When you open a savings account at your local bank, you are, in effect, loaning the bank money, and the interest that the bank pays you is a recognition of the fact that you have foregone the use of those funds while the bank has them. In return, the bank will pay you “rent” on your savings in the form of interest. The loss of the use of funds is often called “lost opportunity costs,” or the potential return that you could earn in another investment.
Interest is not the cost of money; rather it is the cost of credit. The money that you lend to another person comprises the principal, and that person has the use of that principal on credit. Simple interest is that rate paid for the use of capital without any reinvestment option.
As an example, assume I loan Jack and Jill $1,000 each to be repaid to me at the end of five years. I decide to charge Jack 8 percent simple interest but charge Jill 8 percent compound interest. In Jack’s case, the interest each year will amount to $80. I earn that same amount each year, and at the end of the fifth year, Jack repays me the principal of the loan plus the interest charge of $400, or a total of $1,400.
In Jill’s example, the charge for the use of the principal is the same $80, but the difference is that, beginning in the second year, the $80 is added to the principal and the interest rate of 8 percent is charged on $1,080, not $1,000. This continuous reinvesting or compounding takes place every year during the term of the loan, and at the end of five years, Jill will owe me $1,469.33.
Albert Einstein once said that compound interest was the most powerful force in the universe, and it is easy to see why. In our Jack and Jill example, if the loan had been for 10 years, Jack would have paid $800 in interest charges, while Jill’s charge would have totaled $1,158.92, more than the original principal.
This compounding function is what has made credit card companies a bunch of money due to financial ignorance on the part of card users.
In our example the compounding took place once each period, but assume that I decide to slip into Jill’s loan agreement a statement that the interest will be compounded daily, even though the loan interest rate remains at 8 percent. In such an example, Jill would owe $1,323.09 in interest charges at the end of the 10 years.
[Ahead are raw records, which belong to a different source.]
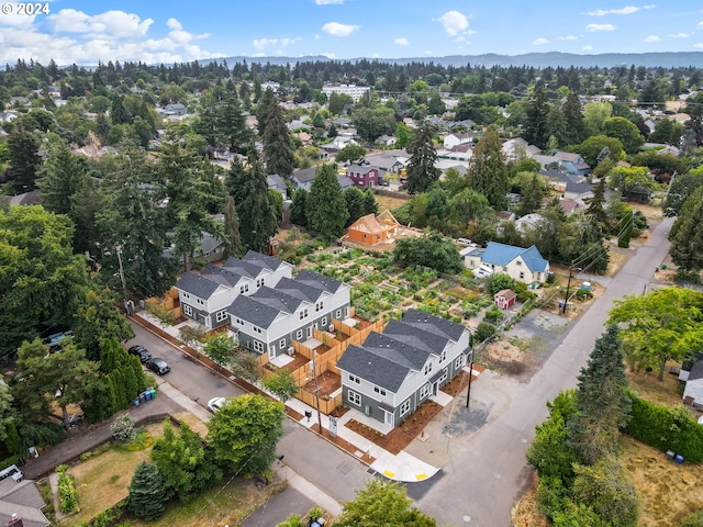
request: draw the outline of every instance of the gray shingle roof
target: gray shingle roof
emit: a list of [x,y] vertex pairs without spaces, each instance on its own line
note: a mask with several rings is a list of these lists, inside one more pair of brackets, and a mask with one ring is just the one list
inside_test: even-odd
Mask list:
[[403,322],[411,324],[415,327],[421,327],[427,332],[435,333],[439,336],[446,336],[447,338],[458,343],[466,332],[466,327],[461,324],[457,324],[439,316],[429,315],[417,310],[408,310],[403,315]]
[[192,271],[188,271],[175,284],[176,289],[180,289],[199,299],[207,300],[214,293],[220,284],[213,280],[201,277]]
So, as we can see from these examples, the number of compounding periods can dramatically impact the overall cost of the loan. In the case of daily compounding, the annual effective interest rate that Jill paid the example above was not 8 percent, but rather 8.79 percent.
Interestingly, in the computation of annual effective interest rates, the underlying math assumes that the compounding frequency is once each year. To illustrate that point, in the first example in which I charged Jack 8 percent simple interest over five years, the annual effective rate was only 6.99 percent, not 8 percent.
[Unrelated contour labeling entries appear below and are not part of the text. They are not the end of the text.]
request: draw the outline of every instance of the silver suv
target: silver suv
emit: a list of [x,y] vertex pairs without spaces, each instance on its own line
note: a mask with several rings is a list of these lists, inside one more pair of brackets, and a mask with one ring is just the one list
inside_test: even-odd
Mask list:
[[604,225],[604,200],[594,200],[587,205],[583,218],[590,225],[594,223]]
The plot thickens: most of us would jump at the opportunity to earn a 10 percent average rate of return on our retirement investment account. But, averages can be misleading in the case of retirement income. When it comes to generating retirement income, the sequence of investment returns is often as important a factor as are the actual returns themselves.
Using a simple example will help. Two friends each earn an average of 10 percent for three years: one friend earns that amount each year, but the second friend loses 10 percent of his investment in the first year, but earns 20 percent in each of the last two years. Who did better? Assume each started with $10,000. At the end of the third year, the first friend will have $13,331, but the second friend will have only $12,960.
Investment losses that take place early in retirement may negatively impact the ability of an investment portfolio to continue to provide meaningful income that will last a lifetime.